Foto: Steffen Kugler/Bundesregierung via Getty Images

In einer 1995 vorgelegten Studie der Carnegie-Stiftung, überschrieben mit Beyond Bonn, war zu lesen, das wiedervereinigte Deutschland dürfte seiner „natürlichen Mittellage“ in Europa wieder mehr Aufmerksamkeit schenken. Dahinter stand die Frage, wie wird Geografie womöglich zum Vehikel von Geopolitik – und das ausgerechnet dort, wo zwei Weltkriege angestiftet wurden? Otto von Bismarck hatte nach der Reichsgründung 1871 wegen der „Mittellage“ die Doktrin vertreten, das ökonomische und militärische Potenzial des Deutschen Reiches erfahre man als Stärke und Schwäche zugleich. In der Rivalität mit europäischen Großmächten sei die kontinentale Mittellage ein strategischer Nachteil. Empfehlen würden sich daher der Mut zum Aufbau nationaler Macht wie ein stets ausbalanciertes Verhältnis zwischen Ost und West, zwischen dem Russischen Zarenreich auf der einen, Frankreich und Großbritannien auf der anderen Seite. Wer die Balance missachte, laufe Gefahr, sich Feinde von allen Seiten aufzuladen.

Souverän und selbstbewusst

In der Carnegie-Studie wurde vermutet, dass Deutschland als europäische Mittelmacht schon aus Bündnisräson seine kontinentale Mittellage nicht weiter auskosten werde, um dadurch an Souveränität und Selbstbewusstsein zu gewinnen. Eine gewagte Annahme, da Mitte der 1990er Jahre in Europa eine relativ offene Situation bestand.

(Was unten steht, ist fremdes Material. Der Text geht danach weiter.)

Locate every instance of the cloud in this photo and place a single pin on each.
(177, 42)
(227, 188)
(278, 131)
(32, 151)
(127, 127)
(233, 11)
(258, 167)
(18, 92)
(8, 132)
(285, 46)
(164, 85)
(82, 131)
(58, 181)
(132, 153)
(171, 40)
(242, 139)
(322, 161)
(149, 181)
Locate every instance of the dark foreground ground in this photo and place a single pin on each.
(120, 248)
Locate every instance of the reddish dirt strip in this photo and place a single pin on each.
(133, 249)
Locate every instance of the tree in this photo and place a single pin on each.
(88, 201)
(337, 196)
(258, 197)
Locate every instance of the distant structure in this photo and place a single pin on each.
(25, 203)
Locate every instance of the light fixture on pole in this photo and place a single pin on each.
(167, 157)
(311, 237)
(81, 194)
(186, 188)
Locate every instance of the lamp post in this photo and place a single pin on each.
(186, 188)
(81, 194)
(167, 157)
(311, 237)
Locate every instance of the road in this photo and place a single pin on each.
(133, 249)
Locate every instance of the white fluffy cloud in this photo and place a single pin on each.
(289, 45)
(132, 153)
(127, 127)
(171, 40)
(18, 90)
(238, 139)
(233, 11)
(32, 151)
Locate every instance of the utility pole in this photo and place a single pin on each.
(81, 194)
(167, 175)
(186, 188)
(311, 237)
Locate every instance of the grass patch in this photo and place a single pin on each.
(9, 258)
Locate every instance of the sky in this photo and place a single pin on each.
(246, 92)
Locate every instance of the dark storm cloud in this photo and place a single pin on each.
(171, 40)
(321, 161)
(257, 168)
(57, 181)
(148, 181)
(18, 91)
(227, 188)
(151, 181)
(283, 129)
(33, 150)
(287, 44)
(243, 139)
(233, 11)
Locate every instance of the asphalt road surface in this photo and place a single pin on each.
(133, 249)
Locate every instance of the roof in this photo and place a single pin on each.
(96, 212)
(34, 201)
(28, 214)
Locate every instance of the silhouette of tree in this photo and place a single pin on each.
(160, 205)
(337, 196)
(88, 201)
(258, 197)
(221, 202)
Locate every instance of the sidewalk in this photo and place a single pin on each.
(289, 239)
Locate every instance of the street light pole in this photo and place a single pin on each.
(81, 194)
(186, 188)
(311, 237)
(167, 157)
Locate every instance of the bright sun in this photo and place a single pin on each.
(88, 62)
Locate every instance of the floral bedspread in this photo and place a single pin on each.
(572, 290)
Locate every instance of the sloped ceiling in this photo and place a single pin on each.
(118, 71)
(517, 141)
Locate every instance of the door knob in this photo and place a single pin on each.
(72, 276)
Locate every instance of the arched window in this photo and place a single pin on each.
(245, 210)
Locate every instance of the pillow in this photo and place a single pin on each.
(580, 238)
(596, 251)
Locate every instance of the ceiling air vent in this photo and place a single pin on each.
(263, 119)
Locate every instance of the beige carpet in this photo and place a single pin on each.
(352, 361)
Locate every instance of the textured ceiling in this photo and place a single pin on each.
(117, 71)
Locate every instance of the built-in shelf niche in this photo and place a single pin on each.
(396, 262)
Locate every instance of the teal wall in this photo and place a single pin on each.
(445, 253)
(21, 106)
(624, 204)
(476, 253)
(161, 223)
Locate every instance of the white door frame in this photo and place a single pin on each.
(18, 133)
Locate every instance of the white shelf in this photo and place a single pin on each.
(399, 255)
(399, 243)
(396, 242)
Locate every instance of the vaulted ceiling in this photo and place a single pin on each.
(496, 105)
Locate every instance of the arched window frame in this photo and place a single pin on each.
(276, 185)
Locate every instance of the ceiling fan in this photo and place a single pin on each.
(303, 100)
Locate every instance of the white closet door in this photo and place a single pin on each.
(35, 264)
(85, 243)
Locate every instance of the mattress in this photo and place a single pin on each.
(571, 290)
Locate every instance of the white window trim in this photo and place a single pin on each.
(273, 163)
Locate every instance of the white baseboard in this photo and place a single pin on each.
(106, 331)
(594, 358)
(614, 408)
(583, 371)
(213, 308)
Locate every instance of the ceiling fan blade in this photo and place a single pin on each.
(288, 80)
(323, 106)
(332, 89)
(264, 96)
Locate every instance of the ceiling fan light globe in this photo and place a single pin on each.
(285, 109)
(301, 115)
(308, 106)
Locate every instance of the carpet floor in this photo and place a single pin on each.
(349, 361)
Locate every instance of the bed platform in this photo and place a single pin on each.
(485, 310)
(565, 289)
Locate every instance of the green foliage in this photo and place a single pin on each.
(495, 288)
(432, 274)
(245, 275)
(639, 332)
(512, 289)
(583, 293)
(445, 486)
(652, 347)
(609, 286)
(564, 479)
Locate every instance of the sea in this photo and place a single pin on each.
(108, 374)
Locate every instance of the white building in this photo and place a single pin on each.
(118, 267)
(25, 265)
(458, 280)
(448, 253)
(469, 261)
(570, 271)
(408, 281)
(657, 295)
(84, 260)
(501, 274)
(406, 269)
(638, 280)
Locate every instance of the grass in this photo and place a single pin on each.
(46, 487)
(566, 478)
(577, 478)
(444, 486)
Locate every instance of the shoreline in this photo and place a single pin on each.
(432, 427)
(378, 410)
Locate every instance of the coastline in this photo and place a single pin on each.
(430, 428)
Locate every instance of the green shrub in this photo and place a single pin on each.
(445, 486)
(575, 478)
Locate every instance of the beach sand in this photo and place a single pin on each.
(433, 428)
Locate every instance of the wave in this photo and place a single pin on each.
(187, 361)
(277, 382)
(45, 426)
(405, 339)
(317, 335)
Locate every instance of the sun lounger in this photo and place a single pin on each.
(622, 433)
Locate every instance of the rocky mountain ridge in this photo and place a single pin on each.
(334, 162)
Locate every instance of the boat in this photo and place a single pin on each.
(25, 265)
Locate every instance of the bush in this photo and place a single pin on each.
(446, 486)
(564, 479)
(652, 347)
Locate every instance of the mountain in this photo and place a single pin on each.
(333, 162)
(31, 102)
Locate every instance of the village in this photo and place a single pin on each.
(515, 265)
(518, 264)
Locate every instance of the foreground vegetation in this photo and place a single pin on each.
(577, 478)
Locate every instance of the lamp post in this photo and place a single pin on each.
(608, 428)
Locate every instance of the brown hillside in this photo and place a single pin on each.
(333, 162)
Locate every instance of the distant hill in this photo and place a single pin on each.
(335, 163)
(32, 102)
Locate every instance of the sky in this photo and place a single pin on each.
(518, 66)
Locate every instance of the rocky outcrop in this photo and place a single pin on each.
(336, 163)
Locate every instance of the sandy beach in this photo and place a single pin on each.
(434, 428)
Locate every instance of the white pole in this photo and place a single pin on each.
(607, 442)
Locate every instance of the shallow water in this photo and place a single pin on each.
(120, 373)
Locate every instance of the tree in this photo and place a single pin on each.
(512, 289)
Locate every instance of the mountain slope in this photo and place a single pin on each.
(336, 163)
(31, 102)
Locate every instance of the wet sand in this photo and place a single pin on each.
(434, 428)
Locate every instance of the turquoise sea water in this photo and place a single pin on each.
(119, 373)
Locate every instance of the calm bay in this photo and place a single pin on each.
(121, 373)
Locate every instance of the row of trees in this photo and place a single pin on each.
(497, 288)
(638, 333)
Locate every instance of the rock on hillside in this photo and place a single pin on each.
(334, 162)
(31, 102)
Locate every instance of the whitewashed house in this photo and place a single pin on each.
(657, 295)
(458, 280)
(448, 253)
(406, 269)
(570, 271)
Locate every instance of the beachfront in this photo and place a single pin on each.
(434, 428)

Zu diesem Zeitpunkt waren weder die NATO noch die EU nach Osten hin erweitert. Würde der Westen künftig bis zum Bug oder gar bis Moskau reichen oder schon an Oder und Neiße enden?

Für Deutschland schien es ratsam, an der Westbindung keinerlei Abstriche zu machen, aber ein vorübergehend volatiles Bündnisgefüge zu nutzen, um nationalen Interessen mehr Geltung zu verschaffen. Einen Eindruck davon, wie das aussehen konnte, erlaubte 1991 die einseitige, im eigenen Lager nicht abgestimmte Anerkennung Kroatiens und Sloweniens als unabhängige Staaten jenseits der jugoslawischen Föderation. Eine Fehlentscheidung, wie sich herausstellen sollte, dazu geeignet, einen bereits ausgebrochenen Bürgerkrieg zusätzlich anzufachen. Die wegen solcher Entscheidungen fällige Generalinventur deutscher Außen- und Sicherheitspolitik unterblieb jedoch. Sie hatte sich endgültig erledigt, als der Westen mit neuen NATO- und EU-Mitgliedern ab 1999 raumgreifend nach Osten expandierte.

Moskau rückt näher

Sollte das einst Versäumte und Vermiedene heute mehr denn je nachgeholt werden, da das vorhandene Bündnis zusehends als verlässliches Koordinatensystem politischen Handelns entfällt? Wie sich zeigt, hat die Osterweiterung eine teils ungestüme Renationalisierung innerhalb der EU zur Folge, die mit Italien nun auch einen Gründungsstaat der europäischen Gemeinschaft erreicht. Die NATO steht zwar nicht vor dem Zerfall, wird aber von der USA weniger als Interessenverbund denn als Projektionsfläche unilateraler Obsessionen genutzt. Da kann die Mittellage plötzlich viel wert sein, um zu begründen, dass man sich wegen erodierender Beziehungen im Westen anderswo umsehen muss. Zwangsläufig wird Russland als Partner aufgewertet, weil das bilaterale Verhältnis ein Stabilitätsanker in konfusen Zeiten sein kann. Schon vor dem Treffen Merkel-Putin in Meseberg stand außer Zweifel, dass Deutschland bei elementaren Fragen der Russischen Föderation nähersteht als den USA, sei es im Widerstand gegen Strafzölle im Welthandel, im Willen, den Atomvertrag mit Iran zu verteidigen und die Gaspipeline Nord Stream II zu bauen. Zur Befriedung Syriens sind Deutschland und Frankreich offenbar bereit, mit Russland und der Türkei in einem neuen diplomatischen Format zu kooperieren – ohne die USA.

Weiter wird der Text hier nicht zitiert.